On 13.04.2016 19:59, Pyry Jahkola wrote:
On 13 Apr 2016, at 17:53, Luis Henrique B. Sousa <lshso...@gmail.com
<mailto:lshso...@gmail.com>> wrote:

(…) I totally agree with @Vladimir that we could have a more clear and
/swift-ly/ way to concisely wrap those operations.

The behaviour pointed out by him looks very nice and doable to me.

a = [1,2,3]
a[-1..<6] - raises runtime error (right behavior by default, doesn't
affect existing code)
a[truncate: -1..<6] - produces [1,2,3] (the very behaviour I proposed
initially)
a[safe: -1..<6] - produces nil (i.e [T]?) (no runtime errors and makes it
easy to handle unexpected results)

I don't feel strongly about this. Yes, if this were shorter to express, it
would feel like /nicer/ design. But what Haravikk and Chris L. already said
seems to me as /wiser/ design.


IMO it is not just nicer, it provides you with handy and explicit alternatives.

In some situations, you are checking bounds and you sure that if you calculated them incorrectly - error will be raised. But sometimes, you don't need to check exact bounds, probably "take these values, or give me nil of no such".

I can compare this with Dictionary we have in Swift.
Can you say if it is "wise" to return Optional(T) when we calls dict[somekey] ? Probably it is wise to raise error if there is no such key? (to force us to check the key first).

The proposed subscript for special situations when you know you need exactly this behavior to make your code clear and readable and you fully controls code&error flow.


(@Vladimir: Besides, I'm sure `.clamped(to:)` wasn't invented for this
purpose but for doing interval arithmetic on ranges. It just happens to
somewhat work here.)

– Would this feature really provide a measurable benefit to developers?
– Under which circumstances do you find yourself with a past-the-end upper
bound such as 6 where `a.count == 3`?
– …Let alone a /negative/ start index like `-1`?

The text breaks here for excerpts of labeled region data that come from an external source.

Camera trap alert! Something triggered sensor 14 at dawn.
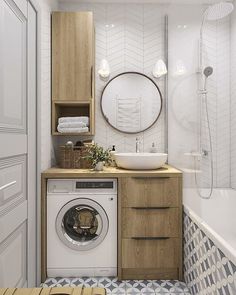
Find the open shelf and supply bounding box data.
[52,100,94,136]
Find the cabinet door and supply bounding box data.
[122,238,179,269]
[122,208,179,238]
[120,177,180,208]
[52,12,94,101]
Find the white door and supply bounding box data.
[0,0,37,287]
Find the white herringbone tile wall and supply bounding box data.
[231,11,236,189]
[60,3,166,152]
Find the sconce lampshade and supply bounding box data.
[98,59,110,78]
[152,59,168,78]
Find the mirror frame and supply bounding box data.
[100,71,163,134]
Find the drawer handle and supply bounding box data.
[0,181,16,191]
[132,175,170,179]
[131,207,170,210]
[132,237,170,241]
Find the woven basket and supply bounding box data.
[59,146,92,169]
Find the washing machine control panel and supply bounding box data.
[48,178,117,194]
[76,180,114,189]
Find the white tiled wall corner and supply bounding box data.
[202,17,230,188]
[38,0,57,170]
[59,3,165,152]
[231,11,236,189]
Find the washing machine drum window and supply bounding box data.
[56,199,108,251]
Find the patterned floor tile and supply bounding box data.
[41,277,190,295]
[153,280,189,294]
[83,278,98,287]
[125,280,155,294]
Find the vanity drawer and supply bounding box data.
[121,238,179,269]
[122,208,180,238]
[120,177,181,207]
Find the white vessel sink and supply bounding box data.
[114,153,167,170]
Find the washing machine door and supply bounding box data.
[56,198,109,251]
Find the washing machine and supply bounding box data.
[47,179,117,277]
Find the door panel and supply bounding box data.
[0,156,26,208]
[0,222,27,287]
[27,3,37,287]
[0,0,37,287]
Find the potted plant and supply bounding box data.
[85,144,111,171]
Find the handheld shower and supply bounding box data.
[195,1,234,199]
[203,67,214,92]
[203,67,214,78]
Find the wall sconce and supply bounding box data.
[175,59,187,76]
[98,59,110,79]
[152,59,168,78]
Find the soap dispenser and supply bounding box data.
[150,142,157,153]
[110,145,116,167]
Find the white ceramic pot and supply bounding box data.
[94,162,103,171]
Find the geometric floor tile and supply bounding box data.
[42,277,191,295]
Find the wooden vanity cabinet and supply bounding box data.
[118,177,182,279]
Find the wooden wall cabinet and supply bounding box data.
[118,177,182,279]
[52,12,95,135]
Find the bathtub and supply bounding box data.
[183,189,236,295]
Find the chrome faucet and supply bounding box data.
[136,137,140,153]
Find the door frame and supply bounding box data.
[27,0,42,287]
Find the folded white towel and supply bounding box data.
[57,125,89,133]
[58,116,89,126]
[58,122,87,128]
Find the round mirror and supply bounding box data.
[101,72,162,133]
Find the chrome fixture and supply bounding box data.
[195,2,234,199]
[136,137,141,153]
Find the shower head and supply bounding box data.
[203,67,213,78]
[205,2,234,21]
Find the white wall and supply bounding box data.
[38,0,57,171]
[169,6,230,187]
[59,2,166,152]
[231,10,236,189]
[55,1,231,191]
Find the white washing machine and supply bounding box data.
[47,179,117,277]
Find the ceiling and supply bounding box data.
[59,0,234,5]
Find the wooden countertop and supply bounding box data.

I find cases like these to be much more common in languages like Python and
Ruby where e.g. `array[-2]` refers to the penultimate element. Swift
doesn't seem to want to go there.


Each good feature will provide benefit to developers. For those, who work a lot with arrays/bounds/slices/copies this will provide measurable benefit, IMO. Can we live without such improvement? Absolutely. Are there more important proposals? Yes. But will this make Swift more elegant, handy, clear? Yes, I believe.

As for "Under which circumstances.." questions. Well.. something like "get +- 5 elements(at max) with center in some index"

let a = [1,2,3,4,5,6]
let index = random(0..<a.count)
let result = a[truncate: index-5...index+5]

or "get 5 elements from index, if no 5 elements from index - return empty array"

let a = [1,2,3,4,5,6]
let index = random(0..<a.count)
if let result = a[safe: index..<index+5]  //[Int]?
 {return result}
else
 {return []}

Something like this.


For the use cases I can think of, Swift 3—as the proposal currently goes
<https://github.com/apple/swift/blob/swift-3-indexing-model/stdlib/public/core/Collection.swift#L724-L808>—already
offers the following suitable methods:

     array[bounds]
     array.prefix(maxLength)// no precondition
     array.prefix(upTo: index)
     array.prefix(through: index)
     array.dropLast(n)// no precondition
     array.dropFirst(n)// no precondition
     array.suffix(from: index)
     array.suffix(maxLength)      // no precondition

If these feel too clumsy to use, maybe we should focus on making them all
more convenient. Ideally, that suggestion would apply to all `Collection`s.

— Pyry


Yes, some variants can be covered by these methods:
array.prefix(maxLength) -> array[truncate: 0..<maxLength]
array.prefix(upTo) -> array[0..<upTo]
array.prefix(through) -> array[0...through]

And some has no good alternatives in subscription:
array.suffix(from: index) -> array[truncate: index...Int.max ??
array.suffix(maxLength)   -> array[truncate: hm..

But. As array[bound] returns a copy(slice) of array, it feels natural to have variants of behavior of array[bound], just like you have different variants of prefix() methods.

So it seems for me like this proposal for subscript variants(safe: & truncate:) is good addition to then proposal you pointed to.